7. Dolphin – Phase 4#
Attention
This is a group assignment. The workload is calibrated for a group of 3. Please also see the recommended workflow section in the Appendix below.
In case of questions regarding ambiguity of what you should do, ask questions on the forum. If you are in doubt and there is no enough time, use your best judgment and explain your reasoning in your report.
7.1. Assignment overview#
This assignment builds on the previous three assignments: Phase 1, Phase 2, and Phase 3.
Phase 4 of Dolphin extends the language with two new features
Top-level functions, and
Comma expressions that are used to sequentialize expressions.

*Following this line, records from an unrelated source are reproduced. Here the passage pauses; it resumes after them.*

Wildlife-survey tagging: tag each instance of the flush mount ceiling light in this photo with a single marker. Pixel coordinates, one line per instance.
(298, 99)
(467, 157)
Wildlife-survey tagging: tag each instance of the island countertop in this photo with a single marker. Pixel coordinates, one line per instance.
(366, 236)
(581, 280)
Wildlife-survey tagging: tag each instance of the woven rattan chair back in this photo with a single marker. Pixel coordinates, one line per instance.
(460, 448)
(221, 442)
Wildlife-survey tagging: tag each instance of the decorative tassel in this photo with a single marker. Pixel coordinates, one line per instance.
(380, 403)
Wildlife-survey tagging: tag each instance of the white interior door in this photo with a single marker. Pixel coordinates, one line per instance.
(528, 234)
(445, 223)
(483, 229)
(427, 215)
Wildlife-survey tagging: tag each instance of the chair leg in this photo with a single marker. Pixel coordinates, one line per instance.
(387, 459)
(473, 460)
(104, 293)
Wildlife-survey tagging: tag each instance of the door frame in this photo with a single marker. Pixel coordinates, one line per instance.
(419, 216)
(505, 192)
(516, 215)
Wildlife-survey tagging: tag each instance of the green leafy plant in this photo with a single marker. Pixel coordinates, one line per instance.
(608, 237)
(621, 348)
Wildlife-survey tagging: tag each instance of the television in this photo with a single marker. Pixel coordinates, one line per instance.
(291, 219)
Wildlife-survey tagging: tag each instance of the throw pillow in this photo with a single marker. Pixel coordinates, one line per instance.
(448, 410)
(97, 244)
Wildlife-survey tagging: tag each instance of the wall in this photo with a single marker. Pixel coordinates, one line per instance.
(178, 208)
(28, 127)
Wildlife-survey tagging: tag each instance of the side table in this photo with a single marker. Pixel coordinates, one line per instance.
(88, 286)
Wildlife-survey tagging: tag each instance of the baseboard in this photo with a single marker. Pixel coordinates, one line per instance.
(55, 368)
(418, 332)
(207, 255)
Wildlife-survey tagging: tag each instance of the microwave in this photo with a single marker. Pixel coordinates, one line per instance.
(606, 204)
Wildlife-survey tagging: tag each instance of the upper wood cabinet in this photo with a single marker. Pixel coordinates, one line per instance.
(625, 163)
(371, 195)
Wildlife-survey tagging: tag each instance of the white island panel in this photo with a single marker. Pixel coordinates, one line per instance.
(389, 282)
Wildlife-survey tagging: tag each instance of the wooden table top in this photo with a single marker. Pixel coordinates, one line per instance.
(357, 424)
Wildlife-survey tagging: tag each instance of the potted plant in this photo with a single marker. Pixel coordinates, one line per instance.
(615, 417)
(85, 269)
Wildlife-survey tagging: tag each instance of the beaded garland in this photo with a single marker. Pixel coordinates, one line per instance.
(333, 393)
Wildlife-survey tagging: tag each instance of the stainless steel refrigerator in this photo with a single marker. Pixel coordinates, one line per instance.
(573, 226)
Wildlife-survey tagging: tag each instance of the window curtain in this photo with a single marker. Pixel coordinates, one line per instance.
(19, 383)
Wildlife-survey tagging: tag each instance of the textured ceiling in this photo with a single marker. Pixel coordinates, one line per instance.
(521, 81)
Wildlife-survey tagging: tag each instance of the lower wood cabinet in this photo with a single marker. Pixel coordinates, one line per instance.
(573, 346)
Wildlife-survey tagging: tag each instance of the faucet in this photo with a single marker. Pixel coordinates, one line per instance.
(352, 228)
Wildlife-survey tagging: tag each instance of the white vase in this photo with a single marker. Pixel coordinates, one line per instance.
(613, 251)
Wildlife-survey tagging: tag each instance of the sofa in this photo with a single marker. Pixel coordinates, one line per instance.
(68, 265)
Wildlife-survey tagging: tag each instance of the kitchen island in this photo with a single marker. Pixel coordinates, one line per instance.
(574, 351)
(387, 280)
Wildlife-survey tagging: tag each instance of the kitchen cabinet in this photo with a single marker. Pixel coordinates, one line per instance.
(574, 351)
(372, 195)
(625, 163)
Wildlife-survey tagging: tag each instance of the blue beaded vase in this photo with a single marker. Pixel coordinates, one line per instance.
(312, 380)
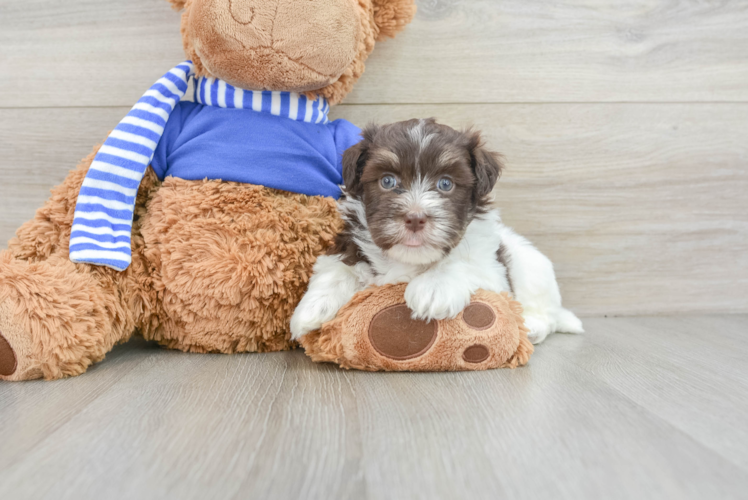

There are 5 tasks and no questions in this assignment. There is one glory task. Do it only if you have the time and feel ambitious.
7.1.1. What you need to get started#
This assignment is a continuation of the previous assignment. You will need to edit the code from the previous assignment.
You will need to understand Menhir parser generator. See Menhir documentation.
7.1.2. What you need to hand in#
Please hand in a .zip
file containing the following.
A brief report documenting your solution. Acceptable report formats are
.pdf
,.rtf
, and.md
. For each task and question, briefly (1 – 4 sentences) describe your implementation and answer. Write concisely.All the source files needed to reproduce your solution. This also includes the
C
code provided. Please explain in your report how the solution could be reproduced, e.g., callingmake
(if you have created aMakefile
), the command line to callclang
, etc.All the tests that you create (see Task 5) should be placed into a directory
assignment-07-tests
as individual.dlp
files.
Important
Make sure to understand all the code you hand in.
7.2. Functions in Dolphin#
Phase 4 Dolphin program consists of a list of one or more function declarations. The following applies to function declarations.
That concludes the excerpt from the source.